Is out-of-bag error of RandomForestClassifier implementable ?
Closed this issue · 2 comments
Hello,
Thanks for this Julia implementation of decision trees.
I tried to compute the out-of-bag error of a RandomForestClassifier
. It is a widely used prediction error estimation in ensemble methods. I haven't found any function that implements such error estimation. So, I tried to implement it by myself.

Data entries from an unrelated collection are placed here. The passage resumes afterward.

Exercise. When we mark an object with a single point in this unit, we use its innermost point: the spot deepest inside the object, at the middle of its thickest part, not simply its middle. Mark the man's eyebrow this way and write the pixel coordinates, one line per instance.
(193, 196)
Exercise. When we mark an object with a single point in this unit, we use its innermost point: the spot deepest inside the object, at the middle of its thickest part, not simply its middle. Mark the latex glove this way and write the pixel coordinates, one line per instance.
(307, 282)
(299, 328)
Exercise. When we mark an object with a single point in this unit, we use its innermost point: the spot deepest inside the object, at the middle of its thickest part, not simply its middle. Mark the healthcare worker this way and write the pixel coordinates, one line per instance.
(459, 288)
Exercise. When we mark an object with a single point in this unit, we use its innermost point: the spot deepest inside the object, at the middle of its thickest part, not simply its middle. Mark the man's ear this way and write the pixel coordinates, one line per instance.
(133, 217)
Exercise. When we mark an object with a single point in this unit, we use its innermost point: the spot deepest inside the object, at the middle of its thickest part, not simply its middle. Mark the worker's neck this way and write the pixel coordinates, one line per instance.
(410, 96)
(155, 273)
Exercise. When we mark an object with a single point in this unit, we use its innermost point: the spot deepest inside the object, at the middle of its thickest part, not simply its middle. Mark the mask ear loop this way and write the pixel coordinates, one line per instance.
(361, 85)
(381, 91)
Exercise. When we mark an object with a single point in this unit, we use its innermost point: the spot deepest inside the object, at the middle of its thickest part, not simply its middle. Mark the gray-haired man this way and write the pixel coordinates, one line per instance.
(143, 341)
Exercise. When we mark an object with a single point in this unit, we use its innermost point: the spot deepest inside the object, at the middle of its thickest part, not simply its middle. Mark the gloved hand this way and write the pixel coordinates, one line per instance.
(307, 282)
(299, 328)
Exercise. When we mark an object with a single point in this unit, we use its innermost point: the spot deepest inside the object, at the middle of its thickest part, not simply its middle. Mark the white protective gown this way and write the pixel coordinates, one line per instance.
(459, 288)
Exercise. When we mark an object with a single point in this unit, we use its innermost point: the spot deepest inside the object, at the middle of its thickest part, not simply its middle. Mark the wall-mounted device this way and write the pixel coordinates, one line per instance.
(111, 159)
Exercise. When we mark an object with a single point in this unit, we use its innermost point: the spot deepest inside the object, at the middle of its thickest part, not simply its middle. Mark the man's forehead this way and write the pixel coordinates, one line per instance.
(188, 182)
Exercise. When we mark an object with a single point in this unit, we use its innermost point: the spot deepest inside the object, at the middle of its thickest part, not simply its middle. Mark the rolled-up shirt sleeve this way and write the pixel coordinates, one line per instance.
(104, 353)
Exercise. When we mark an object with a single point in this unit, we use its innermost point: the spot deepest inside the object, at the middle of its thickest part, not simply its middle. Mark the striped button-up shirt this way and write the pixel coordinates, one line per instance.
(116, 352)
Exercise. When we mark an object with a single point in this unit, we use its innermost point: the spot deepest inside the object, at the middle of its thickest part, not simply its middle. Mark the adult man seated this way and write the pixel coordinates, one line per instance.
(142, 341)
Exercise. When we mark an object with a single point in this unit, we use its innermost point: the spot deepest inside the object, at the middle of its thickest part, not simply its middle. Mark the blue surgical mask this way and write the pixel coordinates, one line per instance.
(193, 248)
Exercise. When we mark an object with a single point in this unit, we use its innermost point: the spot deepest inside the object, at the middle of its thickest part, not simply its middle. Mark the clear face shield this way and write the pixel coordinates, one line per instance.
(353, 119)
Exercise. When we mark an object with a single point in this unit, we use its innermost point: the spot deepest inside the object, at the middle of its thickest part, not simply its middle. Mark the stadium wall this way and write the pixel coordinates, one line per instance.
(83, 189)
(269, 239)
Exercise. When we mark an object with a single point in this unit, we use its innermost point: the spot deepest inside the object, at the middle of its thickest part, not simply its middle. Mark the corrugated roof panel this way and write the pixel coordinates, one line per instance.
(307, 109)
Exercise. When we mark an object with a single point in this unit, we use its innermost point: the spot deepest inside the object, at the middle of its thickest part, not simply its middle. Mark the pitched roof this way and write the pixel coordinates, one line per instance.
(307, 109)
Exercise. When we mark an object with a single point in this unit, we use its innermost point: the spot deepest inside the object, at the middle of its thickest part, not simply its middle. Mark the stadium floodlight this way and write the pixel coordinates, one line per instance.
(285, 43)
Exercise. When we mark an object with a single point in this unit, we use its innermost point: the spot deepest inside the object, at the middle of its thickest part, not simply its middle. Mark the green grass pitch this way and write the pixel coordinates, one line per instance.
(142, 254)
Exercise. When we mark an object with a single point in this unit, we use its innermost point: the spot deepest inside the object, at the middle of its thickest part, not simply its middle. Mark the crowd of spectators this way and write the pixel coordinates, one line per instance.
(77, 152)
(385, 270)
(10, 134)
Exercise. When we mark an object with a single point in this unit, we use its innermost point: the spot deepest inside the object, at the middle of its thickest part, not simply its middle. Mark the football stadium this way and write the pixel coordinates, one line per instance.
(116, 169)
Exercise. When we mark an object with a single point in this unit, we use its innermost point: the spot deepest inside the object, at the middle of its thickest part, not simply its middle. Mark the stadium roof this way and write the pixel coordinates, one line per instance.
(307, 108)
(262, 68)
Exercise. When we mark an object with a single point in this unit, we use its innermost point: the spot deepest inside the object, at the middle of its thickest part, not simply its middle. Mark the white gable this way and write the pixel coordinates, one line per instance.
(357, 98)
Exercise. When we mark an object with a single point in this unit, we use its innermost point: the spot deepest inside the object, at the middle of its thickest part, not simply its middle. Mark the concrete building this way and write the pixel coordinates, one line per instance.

I dove into the code of build_forest
, and I saw that neither the indexes of the bootstrap samples nor the random number generator are stored in the mutable struct Ensemble
(reachable via RandomForestClassifier.ensemble
).
Did I miss something that could get me the bootstrap sample indexes of forest built tree ? Else, is it not stored on purpose or this could be a new feature for the package ?
Thanks.
@bentriom Thanks for digging into the weeds of DecisionTree.jl.

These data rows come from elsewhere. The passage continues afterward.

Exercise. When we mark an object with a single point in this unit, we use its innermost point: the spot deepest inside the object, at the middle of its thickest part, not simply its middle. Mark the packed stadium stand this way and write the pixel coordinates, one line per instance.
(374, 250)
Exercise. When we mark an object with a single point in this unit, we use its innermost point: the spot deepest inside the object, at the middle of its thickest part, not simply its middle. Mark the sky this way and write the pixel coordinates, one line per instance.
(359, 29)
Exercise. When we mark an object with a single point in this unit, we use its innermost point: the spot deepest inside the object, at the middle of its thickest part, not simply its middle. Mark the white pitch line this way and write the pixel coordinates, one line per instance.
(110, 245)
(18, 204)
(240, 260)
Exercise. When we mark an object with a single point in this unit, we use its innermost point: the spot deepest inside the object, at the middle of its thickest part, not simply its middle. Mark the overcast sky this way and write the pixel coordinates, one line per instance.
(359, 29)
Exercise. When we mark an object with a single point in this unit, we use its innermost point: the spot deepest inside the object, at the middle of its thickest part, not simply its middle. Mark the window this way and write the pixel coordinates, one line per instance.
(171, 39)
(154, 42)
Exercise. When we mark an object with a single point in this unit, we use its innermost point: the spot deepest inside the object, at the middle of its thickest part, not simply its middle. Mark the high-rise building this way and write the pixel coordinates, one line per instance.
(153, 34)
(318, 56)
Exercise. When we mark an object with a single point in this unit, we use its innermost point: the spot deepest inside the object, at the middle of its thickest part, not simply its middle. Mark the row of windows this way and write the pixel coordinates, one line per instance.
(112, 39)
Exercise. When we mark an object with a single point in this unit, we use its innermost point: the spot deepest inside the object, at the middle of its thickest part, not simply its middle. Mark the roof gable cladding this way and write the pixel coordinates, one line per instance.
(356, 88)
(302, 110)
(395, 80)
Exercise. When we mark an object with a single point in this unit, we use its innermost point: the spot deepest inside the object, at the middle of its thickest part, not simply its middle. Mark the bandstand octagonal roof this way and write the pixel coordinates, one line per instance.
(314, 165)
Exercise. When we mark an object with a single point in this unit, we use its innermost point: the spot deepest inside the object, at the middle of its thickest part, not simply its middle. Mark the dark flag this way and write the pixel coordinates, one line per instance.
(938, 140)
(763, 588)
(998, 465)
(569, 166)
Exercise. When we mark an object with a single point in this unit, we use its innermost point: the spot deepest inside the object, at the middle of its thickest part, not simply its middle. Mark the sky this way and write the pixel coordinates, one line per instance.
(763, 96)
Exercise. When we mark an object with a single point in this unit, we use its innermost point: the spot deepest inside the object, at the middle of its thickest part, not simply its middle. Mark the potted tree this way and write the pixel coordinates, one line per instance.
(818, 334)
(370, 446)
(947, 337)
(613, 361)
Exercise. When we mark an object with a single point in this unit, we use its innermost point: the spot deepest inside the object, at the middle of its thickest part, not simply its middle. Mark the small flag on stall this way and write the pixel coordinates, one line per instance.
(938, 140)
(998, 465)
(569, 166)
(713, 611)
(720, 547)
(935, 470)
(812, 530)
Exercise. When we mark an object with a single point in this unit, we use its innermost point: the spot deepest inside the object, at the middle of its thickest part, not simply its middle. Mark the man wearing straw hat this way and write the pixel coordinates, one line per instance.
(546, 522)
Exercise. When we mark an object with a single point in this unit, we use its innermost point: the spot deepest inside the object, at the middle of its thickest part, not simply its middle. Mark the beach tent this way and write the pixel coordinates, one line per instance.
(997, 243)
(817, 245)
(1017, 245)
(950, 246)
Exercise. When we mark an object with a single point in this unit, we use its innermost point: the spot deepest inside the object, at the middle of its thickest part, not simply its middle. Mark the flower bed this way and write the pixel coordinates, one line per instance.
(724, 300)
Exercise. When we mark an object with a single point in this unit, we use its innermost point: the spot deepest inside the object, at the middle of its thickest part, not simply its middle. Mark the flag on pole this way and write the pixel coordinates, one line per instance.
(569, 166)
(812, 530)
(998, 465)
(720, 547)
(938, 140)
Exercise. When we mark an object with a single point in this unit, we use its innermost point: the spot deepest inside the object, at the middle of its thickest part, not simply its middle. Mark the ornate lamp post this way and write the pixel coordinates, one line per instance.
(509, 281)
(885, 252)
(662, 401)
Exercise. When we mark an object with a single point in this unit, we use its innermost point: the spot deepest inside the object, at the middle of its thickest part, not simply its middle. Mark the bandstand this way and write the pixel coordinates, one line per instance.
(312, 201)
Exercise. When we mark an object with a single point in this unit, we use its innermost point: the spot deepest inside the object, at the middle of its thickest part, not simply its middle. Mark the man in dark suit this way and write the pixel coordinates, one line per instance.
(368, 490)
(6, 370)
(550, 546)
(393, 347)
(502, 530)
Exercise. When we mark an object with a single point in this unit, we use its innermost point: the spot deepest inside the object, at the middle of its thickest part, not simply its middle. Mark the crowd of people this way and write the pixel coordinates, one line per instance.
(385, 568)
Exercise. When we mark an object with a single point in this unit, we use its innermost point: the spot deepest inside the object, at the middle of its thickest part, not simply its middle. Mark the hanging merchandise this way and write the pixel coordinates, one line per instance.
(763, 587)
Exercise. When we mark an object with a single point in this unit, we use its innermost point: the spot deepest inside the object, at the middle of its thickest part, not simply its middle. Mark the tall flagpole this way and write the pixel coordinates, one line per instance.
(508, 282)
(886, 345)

I agree with your assessment: Implementing out-of-bag estimates of the errors for the random forest models would require a non-trivial complication to the current design (and a decent amount of work, taking testing into account).

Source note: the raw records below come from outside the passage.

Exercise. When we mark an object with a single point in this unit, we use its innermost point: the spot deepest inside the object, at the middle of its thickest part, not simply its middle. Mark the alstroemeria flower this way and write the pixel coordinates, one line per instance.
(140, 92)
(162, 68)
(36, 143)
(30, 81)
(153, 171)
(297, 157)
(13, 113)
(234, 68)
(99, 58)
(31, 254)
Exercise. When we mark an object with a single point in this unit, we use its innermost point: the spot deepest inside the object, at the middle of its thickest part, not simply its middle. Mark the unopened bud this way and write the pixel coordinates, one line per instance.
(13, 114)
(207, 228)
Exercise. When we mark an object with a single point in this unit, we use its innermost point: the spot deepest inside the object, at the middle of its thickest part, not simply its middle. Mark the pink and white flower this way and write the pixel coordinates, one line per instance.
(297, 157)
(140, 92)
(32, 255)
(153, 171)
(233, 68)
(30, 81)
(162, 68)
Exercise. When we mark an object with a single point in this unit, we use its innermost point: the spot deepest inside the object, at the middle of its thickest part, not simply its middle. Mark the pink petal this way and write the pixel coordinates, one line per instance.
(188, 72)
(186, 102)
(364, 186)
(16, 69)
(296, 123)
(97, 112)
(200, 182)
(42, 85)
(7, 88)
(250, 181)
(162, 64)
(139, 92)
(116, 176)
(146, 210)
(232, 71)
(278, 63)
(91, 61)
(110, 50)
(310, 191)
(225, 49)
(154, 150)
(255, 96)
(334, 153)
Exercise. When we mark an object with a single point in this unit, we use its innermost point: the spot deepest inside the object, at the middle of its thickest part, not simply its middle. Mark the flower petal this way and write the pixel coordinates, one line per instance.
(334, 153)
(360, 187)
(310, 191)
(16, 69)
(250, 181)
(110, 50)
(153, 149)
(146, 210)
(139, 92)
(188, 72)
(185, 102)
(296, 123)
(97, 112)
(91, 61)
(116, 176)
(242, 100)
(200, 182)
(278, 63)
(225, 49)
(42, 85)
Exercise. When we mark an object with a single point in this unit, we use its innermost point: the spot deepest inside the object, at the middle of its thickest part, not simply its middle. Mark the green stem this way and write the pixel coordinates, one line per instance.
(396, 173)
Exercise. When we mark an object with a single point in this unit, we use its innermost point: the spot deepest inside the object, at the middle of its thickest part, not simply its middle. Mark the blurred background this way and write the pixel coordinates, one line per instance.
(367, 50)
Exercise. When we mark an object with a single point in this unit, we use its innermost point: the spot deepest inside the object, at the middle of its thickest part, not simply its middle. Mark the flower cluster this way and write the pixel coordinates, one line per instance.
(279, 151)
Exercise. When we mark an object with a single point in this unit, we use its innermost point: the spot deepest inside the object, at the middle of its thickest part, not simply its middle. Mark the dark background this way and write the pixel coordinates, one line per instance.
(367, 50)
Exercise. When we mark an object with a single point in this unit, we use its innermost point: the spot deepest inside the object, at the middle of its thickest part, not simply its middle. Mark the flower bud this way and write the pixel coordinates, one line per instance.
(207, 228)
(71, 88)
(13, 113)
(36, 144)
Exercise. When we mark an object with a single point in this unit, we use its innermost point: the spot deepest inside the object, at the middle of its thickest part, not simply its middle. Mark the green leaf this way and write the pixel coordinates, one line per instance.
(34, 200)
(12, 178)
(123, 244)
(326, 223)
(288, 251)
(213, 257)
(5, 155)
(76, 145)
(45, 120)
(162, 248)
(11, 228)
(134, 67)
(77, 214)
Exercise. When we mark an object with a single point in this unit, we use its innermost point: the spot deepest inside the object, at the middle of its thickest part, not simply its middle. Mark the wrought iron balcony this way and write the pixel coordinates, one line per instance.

However, the concept of out-of-bag error estimates makes sense for any homogeneous ensemble model (not just forests) so I think this pkg isn't the best place to implement this.
In fact, MLJEnsembles.jl
already provides the functionality you want. Here's an example:
using MLJ # or `MLJBase, MLJModels, MLJEnsembles` for minimal install
DecisionTreeClassifier = @iload DecisionTreeClassifier pkg=DecisionTree
atom = DecisionTreeClassifier()
model = EnsembleModel(
atom;
bagging_fraction=0.6,
rng=123,
out_of_bag_measure = [log_loss, brier_score],
)
X, y = @load_iris # a table and a vector
mach = machine(model, X, y) |> fit!
# julia> report(mach).oob_measurements
# 2-element Vector{Float64}:
# 2.1866483056064396
# -0.12133333333333318
There may be some performance hit for using the MLJ interface (thanks to your post, I discovered the multithreading option in MLJEnsembles is broken). However, energy expended in improving that model-generic code is better than energy spent adding features to DecisionTree.jl, in my view. (As an author/maintainer of MLJ, I am of course biased.)
What do you think?
Hello,
Thank you for this complete answer. Through your post I discovered this excellent feature of EnsembleModel
. I would agree with you: it is better to improve the more generic method !
Thanks again.